Ele me chamou com um gesto e eu me sentei de pernas abertas sobre ele. Nos beijamos longamente, com os piercings se chocando, as mãos dele subindo por baixo do suéter até encontrar meu peito. Ele me deitou devagar, afastou minha tanguinha sem tirá-la completamente e preparou minha entrada com paciência, os dedos escorregadios me abrindo aos poucos enquanto sussurrava baixinho no meu ouvido.

—Olha pra você —murmurou—. Passei o dia inteiro querendo fazer isso.

Quando finalmente entrou, o fez devagar, se contendo, atento a cada gesto do meu rosto. Arqueei contra ele, me agarrando aos ombros dele, a saia subida até a cintura e as meias roçando seus flancos a cada investida. Não foi selvagem. Foi lento, profundo, carregado de algo que parecia demais com despedida. Ele me empurrava até o fundo e ficava ali um segundo, me sentindo, antes de começar de novo.
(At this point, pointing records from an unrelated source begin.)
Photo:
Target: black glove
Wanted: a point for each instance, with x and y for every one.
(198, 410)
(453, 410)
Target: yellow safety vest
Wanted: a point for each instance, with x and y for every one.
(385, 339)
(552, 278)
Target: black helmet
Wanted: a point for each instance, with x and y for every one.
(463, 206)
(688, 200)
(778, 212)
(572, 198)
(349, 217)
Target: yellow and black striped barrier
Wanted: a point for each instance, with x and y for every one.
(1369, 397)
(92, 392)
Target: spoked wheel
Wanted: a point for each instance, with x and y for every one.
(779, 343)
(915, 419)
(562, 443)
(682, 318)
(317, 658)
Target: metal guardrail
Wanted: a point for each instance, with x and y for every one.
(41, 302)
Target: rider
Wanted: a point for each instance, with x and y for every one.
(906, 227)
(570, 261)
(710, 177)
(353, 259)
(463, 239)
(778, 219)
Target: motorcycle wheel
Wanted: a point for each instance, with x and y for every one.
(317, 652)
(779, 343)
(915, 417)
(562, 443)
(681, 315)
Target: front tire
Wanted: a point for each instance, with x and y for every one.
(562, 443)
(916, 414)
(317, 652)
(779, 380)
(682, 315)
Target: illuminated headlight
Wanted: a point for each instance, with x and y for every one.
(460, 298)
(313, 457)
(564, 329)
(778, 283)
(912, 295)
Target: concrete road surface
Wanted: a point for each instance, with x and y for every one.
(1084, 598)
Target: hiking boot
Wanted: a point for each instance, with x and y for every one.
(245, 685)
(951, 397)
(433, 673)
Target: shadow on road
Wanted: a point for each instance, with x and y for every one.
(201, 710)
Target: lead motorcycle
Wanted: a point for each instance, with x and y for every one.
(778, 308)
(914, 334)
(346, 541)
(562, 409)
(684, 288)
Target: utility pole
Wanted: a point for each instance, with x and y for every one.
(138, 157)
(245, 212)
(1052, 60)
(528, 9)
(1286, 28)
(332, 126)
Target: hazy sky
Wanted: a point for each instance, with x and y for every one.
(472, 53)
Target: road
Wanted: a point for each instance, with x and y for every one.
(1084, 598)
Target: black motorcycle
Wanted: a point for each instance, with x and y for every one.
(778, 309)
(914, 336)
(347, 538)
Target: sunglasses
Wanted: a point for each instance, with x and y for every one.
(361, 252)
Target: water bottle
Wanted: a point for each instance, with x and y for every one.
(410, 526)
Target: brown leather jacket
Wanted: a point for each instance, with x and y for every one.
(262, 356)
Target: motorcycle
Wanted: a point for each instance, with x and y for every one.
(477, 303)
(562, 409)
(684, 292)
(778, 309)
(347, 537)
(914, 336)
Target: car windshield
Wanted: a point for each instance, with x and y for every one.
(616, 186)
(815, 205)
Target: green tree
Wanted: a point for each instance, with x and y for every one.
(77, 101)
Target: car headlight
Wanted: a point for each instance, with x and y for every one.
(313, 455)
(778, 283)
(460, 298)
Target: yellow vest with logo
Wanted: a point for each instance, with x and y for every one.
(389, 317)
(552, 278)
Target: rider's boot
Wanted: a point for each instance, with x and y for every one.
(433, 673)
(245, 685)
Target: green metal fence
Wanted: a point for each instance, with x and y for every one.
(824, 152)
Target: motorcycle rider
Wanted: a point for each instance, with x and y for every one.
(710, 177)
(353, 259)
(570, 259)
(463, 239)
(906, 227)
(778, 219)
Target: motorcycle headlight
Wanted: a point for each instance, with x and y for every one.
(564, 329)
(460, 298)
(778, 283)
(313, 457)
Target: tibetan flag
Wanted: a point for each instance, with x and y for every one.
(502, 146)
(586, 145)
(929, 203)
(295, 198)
—Eu te amo —eu disse ofegante, e não era uma frase dessas que se fala na cama. Era de verdade.

—E eu a você —respondeu, acelerando só um pouco, a mão dele se fechando entre minhas pernas no mesmo ritmo.

Gozei quase ao mesmo tempo que ele, que se derramou dentro de mim com um gemido abafado contra meu pescoço, enquanto eu me esvaziava sobre o suéter branco que nunca mais ficaria completamente limpo. Ficamos colados, suados e trêmulos, sem nos separar, alongando o último instante o máximo possível.

***

Depois ficamos abraçados na cama desarrumada, eu encolhido contra o peito dele, ele desenhando círculos nas minhas costas com a ponta dos dedos. Pela janela dava para ver o céu começando a se tingir de laranja sobre os telhados de uma cidade que não voltaríamos a pisar juntos por muito tempo.

—Amanhã, a esta hora, vamos estar no avião —disse eu.

—Eu sei. Mas isso a gente leva vestido. —Ele me apertou um pouco mais forte—. Literalmente, no seu caso.

Ri contra a pele dele. Pensei no conjunto dobrado na mala, no piercing que ainda doía um pouco, nas fotos que guardaríamos sem mostrar a ninguém. Pensei que voltaríamos às nossas vidas de sempre, às famílias e aos castigos, mas que algo tinha mudado para não haver mais volta. Eu tinha visto no espelho a pessoa que eu era quando ninguém me obrigava a fingir, e tinha sido Hugo quem me mostrou isso.

—Ei —disse depois de um tempo—. Aquilo do plug no aeroporto era sério.

Hugo caiu na gargalhada, tão forte que a cama tremeu, e me beijou a testa com os lábios ainda curvados.

—Vamos ver que cara você faz na fiscalização —disse ele.

E ficamos assim, enroscados, enquanto a luz se apagava devagar sobre o nosso último dia.